REST Session from username/password?

Denise Skidmore June 21, 2024

I have a working python script that automatically adds/resolves comments/tasks to our PRs.  I authenticate thusly:

 

import os
from oauthlib.oauth2 import BackendApplicationClient
from requests_oauthlib import OAuth2Session
from requests.auth import HTTPBasicAuth
...
    client_secret = os.environ['lint_client_secret']
    client_id = os.environ['lint_client_id']
    client = BackendApplicationClient(client_id=client_id)
    oauth_session = OAuth2Session(client=client)
    _ = oauth_session.fetch_token(
        token_url=OAUTH2_TOKEN_URL,
        auth=HTTPBasicAuth(client_id, client_secret), timeout=300)
I don't want to store my client secret locally, but I would like to be able to test my script locally, so I'd like to have an interactive mode that takes the username and password from prompts when the bitbucket environment variables are missing.

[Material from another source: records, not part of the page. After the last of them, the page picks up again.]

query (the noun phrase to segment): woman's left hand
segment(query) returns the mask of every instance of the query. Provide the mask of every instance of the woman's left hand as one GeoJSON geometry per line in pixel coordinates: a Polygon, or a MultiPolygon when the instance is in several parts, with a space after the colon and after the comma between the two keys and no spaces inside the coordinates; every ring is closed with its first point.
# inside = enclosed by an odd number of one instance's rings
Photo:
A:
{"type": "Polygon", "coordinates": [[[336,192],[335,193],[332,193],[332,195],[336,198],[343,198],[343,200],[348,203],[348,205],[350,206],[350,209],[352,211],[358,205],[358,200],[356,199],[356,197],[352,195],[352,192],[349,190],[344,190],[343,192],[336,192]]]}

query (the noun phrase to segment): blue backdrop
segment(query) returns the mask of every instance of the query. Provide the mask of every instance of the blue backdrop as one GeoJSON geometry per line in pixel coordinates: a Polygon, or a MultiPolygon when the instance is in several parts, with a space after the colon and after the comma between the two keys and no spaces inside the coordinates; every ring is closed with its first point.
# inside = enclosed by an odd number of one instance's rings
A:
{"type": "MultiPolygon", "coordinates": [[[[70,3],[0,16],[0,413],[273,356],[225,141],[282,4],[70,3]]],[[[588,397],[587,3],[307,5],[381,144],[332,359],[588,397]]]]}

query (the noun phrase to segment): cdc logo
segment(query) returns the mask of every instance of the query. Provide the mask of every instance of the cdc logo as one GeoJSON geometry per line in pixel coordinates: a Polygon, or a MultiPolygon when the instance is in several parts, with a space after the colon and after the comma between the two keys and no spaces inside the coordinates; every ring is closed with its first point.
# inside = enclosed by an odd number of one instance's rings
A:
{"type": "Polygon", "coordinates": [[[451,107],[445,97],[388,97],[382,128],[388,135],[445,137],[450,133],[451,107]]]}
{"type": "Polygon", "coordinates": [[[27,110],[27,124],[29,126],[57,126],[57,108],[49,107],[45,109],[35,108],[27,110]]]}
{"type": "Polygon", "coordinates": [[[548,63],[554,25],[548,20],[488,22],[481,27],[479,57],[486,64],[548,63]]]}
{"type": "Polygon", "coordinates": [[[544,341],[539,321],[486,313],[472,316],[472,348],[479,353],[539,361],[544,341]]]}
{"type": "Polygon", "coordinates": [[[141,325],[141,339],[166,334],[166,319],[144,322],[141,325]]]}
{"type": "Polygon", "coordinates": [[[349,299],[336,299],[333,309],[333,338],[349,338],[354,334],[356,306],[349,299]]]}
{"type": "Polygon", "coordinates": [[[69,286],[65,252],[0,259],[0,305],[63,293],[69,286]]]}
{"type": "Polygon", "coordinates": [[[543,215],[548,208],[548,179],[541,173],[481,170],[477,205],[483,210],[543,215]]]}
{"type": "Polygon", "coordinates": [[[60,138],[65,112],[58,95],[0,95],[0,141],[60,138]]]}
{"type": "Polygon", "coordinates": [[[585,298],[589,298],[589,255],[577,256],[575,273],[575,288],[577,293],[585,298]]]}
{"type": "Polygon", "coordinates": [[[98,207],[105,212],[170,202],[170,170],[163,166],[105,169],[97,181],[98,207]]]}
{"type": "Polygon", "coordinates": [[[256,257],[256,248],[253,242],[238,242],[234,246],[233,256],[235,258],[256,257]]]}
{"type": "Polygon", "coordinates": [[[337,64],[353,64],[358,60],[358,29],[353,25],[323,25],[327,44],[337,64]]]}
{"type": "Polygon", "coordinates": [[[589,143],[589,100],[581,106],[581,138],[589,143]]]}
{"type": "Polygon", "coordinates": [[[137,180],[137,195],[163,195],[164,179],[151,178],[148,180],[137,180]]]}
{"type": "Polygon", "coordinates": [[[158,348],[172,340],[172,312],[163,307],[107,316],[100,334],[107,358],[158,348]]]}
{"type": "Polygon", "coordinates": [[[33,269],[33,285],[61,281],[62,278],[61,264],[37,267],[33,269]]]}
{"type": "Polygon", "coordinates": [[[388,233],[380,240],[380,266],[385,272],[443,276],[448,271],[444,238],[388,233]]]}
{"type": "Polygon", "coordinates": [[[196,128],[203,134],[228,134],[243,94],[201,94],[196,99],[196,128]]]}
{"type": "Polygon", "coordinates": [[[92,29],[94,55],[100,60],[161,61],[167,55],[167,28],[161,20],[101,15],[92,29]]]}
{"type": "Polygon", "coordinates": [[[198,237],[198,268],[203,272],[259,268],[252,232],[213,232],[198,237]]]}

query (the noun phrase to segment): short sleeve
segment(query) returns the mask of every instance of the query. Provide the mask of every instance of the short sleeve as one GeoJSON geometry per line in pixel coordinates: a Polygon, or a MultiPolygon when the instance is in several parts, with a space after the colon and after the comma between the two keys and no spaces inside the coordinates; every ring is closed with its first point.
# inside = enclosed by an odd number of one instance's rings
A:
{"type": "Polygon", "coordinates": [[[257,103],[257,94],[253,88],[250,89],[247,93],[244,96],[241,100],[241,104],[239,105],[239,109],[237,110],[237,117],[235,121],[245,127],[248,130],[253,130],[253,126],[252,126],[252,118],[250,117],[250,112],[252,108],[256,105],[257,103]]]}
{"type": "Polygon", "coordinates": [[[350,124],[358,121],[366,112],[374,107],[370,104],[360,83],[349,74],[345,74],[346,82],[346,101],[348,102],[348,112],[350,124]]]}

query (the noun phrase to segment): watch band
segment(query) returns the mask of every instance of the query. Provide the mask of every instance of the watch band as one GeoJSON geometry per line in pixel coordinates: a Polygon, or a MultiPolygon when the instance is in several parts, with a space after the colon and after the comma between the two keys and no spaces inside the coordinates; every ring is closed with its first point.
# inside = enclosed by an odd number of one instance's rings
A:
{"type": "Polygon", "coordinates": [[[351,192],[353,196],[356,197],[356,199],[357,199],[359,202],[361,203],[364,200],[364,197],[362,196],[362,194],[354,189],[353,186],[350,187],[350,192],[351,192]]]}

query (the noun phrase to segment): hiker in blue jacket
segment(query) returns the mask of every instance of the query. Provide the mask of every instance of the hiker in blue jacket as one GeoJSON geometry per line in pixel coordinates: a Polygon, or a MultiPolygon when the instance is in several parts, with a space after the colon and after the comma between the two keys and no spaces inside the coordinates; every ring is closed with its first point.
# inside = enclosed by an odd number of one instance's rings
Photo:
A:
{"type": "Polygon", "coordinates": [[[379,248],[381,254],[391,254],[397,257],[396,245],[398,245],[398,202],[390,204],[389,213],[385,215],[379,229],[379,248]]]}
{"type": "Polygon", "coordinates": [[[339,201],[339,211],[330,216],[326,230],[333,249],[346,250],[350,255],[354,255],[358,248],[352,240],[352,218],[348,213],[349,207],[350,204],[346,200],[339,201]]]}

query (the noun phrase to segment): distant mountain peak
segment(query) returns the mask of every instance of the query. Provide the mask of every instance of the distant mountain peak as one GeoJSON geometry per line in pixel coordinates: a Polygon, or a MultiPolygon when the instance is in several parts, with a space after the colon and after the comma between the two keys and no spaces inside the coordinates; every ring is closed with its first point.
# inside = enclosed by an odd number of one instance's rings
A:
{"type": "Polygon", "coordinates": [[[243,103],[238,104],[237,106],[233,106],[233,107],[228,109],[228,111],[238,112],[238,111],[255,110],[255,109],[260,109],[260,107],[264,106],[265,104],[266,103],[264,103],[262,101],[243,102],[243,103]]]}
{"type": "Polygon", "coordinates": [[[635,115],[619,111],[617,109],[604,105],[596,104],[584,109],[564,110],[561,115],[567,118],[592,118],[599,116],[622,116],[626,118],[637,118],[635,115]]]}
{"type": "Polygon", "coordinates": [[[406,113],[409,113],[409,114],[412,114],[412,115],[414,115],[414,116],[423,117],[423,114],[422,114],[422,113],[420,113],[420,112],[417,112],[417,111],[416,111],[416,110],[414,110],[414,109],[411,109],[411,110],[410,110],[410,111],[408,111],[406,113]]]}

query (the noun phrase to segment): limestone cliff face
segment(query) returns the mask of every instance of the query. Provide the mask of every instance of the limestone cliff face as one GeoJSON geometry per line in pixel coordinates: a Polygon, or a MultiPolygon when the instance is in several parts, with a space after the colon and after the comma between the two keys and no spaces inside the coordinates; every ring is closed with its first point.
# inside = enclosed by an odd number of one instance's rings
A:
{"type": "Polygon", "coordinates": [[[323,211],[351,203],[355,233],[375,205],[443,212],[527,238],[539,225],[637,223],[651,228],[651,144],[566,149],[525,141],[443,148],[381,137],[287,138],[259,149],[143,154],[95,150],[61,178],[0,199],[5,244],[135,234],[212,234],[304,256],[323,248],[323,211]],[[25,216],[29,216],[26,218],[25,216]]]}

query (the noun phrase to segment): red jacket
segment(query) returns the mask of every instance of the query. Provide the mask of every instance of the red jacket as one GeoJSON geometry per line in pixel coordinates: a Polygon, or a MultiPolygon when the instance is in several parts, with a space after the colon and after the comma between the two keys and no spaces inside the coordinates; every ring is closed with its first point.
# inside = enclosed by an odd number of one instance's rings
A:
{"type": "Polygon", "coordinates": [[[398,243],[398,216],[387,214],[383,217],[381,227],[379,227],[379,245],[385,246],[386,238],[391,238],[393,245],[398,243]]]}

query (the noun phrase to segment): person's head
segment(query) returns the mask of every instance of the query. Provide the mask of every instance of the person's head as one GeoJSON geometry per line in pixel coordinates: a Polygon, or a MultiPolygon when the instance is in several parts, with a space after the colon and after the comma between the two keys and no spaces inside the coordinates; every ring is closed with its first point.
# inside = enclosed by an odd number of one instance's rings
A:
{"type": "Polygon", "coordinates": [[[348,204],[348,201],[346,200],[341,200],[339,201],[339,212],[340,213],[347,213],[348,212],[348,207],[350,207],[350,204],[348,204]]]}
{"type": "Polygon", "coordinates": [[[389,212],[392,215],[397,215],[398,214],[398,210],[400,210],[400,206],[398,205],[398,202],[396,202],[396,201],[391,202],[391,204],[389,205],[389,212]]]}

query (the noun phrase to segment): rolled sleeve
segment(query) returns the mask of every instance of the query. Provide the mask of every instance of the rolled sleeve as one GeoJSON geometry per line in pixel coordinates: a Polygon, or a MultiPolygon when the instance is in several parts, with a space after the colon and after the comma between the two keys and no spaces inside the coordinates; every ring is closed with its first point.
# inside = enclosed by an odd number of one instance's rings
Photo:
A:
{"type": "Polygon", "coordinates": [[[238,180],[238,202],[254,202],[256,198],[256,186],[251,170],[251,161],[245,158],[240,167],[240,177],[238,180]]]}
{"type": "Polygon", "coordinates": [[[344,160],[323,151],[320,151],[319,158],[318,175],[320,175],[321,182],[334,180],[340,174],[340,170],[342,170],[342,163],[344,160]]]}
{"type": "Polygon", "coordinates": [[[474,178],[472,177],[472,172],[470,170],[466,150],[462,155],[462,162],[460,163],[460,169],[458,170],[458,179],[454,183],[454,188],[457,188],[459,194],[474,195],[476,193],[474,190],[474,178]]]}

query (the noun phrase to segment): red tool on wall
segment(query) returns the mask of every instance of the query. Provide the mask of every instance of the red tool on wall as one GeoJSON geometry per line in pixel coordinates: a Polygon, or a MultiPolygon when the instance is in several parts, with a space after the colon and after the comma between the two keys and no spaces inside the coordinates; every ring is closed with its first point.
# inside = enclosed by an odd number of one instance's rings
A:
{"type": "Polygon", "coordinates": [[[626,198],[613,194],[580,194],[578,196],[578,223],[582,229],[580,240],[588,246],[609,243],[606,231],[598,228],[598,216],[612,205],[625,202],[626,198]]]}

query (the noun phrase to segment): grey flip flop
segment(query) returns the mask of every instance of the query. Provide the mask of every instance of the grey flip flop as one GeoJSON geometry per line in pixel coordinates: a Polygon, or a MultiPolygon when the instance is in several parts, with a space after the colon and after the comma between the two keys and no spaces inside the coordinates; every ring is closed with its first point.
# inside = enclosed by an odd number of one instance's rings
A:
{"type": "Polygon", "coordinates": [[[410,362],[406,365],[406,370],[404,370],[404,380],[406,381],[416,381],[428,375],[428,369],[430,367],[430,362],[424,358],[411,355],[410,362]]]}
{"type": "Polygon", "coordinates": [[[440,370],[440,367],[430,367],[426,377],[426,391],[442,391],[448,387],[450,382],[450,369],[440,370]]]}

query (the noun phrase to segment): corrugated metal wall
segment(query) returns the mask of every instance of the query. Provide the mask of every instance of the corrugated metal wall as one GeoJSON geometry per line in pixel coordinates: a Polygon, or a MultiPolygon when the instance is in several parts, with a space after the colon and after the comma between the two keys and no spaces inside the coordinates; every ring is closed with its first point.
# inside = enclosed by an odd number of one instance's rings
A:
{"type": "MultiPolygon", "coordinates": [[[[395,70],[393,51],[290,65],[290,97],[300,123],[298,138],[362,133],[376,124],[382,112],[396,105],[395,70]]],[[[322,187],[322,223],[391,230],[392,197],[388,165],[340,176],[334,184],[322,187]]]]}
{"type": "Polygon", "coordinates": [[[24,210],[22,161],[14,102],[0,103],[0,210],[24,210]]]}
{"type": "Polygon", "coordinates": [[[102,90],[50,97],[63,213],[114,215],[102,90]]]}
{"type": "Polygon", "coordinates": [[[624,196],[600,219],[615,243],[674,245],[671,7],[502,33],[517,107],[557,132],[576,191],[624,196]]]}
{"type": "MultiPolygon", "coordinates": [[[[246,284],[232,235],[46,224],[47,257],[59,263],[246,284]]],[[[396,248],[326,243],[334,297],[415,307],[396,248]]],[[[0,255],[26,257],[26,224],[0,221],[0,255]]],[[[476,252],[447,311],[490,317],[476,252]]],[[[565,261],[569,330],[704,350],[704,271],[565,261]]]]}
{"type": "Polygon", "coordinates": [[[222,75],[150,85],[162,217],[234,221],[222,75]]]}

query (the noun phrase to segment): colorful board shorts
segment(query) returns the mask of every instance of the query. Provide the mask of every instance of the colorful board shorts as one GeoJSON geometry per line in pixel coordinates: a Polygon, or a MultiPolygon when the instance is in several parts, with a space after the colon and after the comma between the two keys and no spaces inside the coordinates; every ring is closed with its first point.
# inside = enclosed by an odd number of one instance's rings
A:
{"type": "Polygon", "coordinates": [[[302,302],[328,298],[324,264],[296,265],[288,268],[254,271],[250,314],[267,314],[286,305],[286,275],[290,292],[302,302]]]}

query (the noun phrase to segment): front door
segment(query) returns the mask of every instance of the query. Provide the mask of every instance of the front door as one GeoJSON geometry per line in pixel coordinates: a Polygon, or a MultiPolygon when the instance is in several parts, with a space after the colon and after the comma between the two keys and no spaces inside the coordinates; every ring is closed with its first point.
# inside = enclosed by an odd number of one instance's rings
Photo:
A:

https://developer.atlassian.com/cloud/bitbucket/authentication-for-apps/  Doesn't list a grant type that takes username and password.  How should I get a request.Session object that logs in with username and password and uses the user's permissions?  (I am an admin of my workspace, I expect all REST calls to be valid as my user unless specifically prohibited by merge restriction.)

2 answers

1 vote
Hariharan Iyer
Atlassian Team
Atlassian Team members are employees working across the company in a wide variety of roles.
June 21, 2024

Hi @Denise Skidmore ,

 

If you're accessing bitbucket via a python script, you might consider using access tokens or app passwords as described here - https://developer.atlassian.com/cloud/bitbucket/rest/intro/#authentication

 

HTH!

 

~ Hariharan

Denise Skidmore July 11, 2024

App passwords are still secrets the local user may not have.  I'm looking for a way for someone to log in with their normal password or maybe the SSL connection that already exists for push/pull activity, not an app specific password.

0 votes
Jim Knepley - ReleaseTEAM
Atlassian Partner
June 21, 2024

To your first question: I like using the getpass library to get things like credentials:

client_secret = os.environ.get('lint_client_secret', getpass.getpass())

...but you could also use use input() or the readline library if you want to get fancy.

 

Regarding your second question: I suspect you'd need to use a custom authentication handler to add the JWT bearer token to a request.

Denise Skidmore July 11, 2024

This extra step has not seemed necessary.  The values stored in "secured" environment variables are read by the script just fine.  The automated script that runs on the server runs just fine.  I'm looking at ways to modify the auth when running it on a dev machine that doesn't have those OS variables.